O recente alerta sanitário envolvendo esmaltes semipermanentes na Colômbia reacendeu o debate sobre a segurança de cosméticos usados no dia a dia. A decisão do Instituto Nacional de Vigilância de Medicamentos e Alimentos (Invima) determinou a retirada de produtos com ingredientes de risco, impactando tanto o consumo doméstico quanto os serviços em salões de beleza, e mostrando como mudanças regulatórias podem transformar rotinas de quem usa esse tipo de produto com frequência.
O que motivou a proibição de esmaltes semipermanentes
A palavra-chave central desse tema é esmaltes semipermanentes, pois eles foram o foco da medida anunciada. Esses produtos se popularizaram pela maior durabilidade em relação aos esmaltes tradicionais, sendo muito usados em manicures profissionais e no uso doméstico.
No entanto, a presença de substâncias como Trimethylbenzoyl Diphenylphosphine Oxide (TPO) e N,N-dimetil-p-toluidina (Dmpt) levou autoridades regulatórias a reverem sua autorização. De acordo com parâmetros da Comunidade Andina e normas da União Europeia, esses componentes passaram a ser classificados como ingredientes restritos em cosméticos.

Quais riscos químicos estão presentes nos esmaltes semipermanentes
Estudos técnicos apontaram que TPO e Dmpt têm potencial de causar efeitos adversos na pele e possíveis impactos na saúde reprodutiva em casos de exposição prolongada ou repetida. Por isso, a presença dessas substâncias deixou de ser aceita em esmaltes de uso estético, especialmente nas versões de longa duração.
Assim, a proibição não se restringe a uma marca específica, mas a qualquer esmalte semipermanente formulado com TPO ou Dmpt, seja vendido em farmácias, lojas de cosméticos, plataformas digitais ou utilizado em salões de beleza. Em alguns países vizinhos, autoridades já monitoram produtos similares, indicando uma tendência regional de maior rigor regulatório.
Como a retirada dos esmaltes semipermanentes impacta o consumidor
A retirada dos esmaltes semipermanentes proibidos gera efeitos práticos para quem utiliza esse tipo de esmalte, de forma profissional ou ocasional. Lojas físicas e virtuais precisam interromper imediatamente a venda dos lotes incluídos no alerta sanitário, enquanto salões devem suspender seu uso em atendimentos.
Para o consumidor final, algumas mudanças passam a ser recomendadas no momento da escolha e uso dos produtos, reduzindo riscos e facilitando trocas ou devoluções quando necessário. Entre os principais cuidados em relação a compra e uso, destacam-se:
- Verificar a composição e o registro sanitário antes da compra.
- Priorizar linhas que declarem ausência de TPO, Dmpt e outros ingredientes restritos.
- Consultar o salão sobre as marcas e tipos de esmaltes utilizados nos serviços.
- Guardar notas fiscais ou comprovantes de compra para eventuais reclamações.

Quais medidas as empresas de esmaltes semipermanentes devem adotar
A decisão das autoridades de proibir determinados ingredientes em esmaltes semipermanentes de uso estético forçou fabricantes e distribuidores a criar planos de contingência. Em geral, esses planos envolvem interrupção da distribuição, recolhimento dos produtos em circulação e comunicação clara com o mercado.
Entre as ações mais comuns estão a suspensão da distribuição de lotes com TPO ou Dmpt, a retirada progressiva dos esmaltes semipermanentes das prateleiras e estoques e a reformulação das linhas para eliminar os ingredientes proibidos.
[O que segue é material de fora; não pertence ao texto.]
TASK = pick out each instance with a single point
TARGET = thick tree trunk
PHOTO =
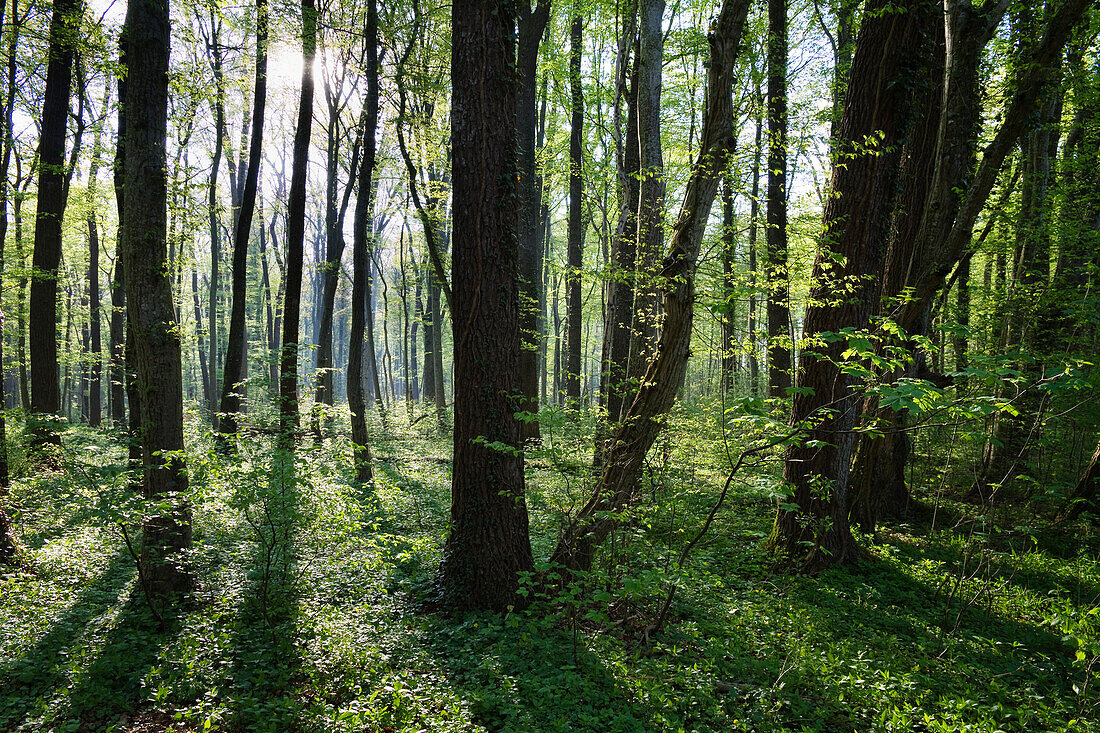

Além disso, empresas atualizam rótulos, registros sanitários e orientam manicures e salões sobre o uso correto das novas versões ajustadas.
Como escolher esmaltes semipermanentes mais seguros hoje
Diante do novo cenário regulatório, a escolha de esmaltes semipermanentes seguros depende da leitura atenta de rótulos e da confiança em marcas que seguem boas práticas de fabricação. É fundamental checar se o produto possui número de notificação ou registro válido e se há indicação clara da composição e do fabricante.
Agora é o momento de agir: revise imediatamente os esmaltes que você tem em casa ou no salão, questione os estabelecimentos que frequenta e interrompa o uso de qualquer produto que cause irritação, coceira ou vermelhidão. Não espere um problema de saúde aparecer para mudar seus hábitos; tome a decisão hoje de priorizar produtos regularizados e pressionar marcas e serviços a seguirem rigorosamente as normas de segurança.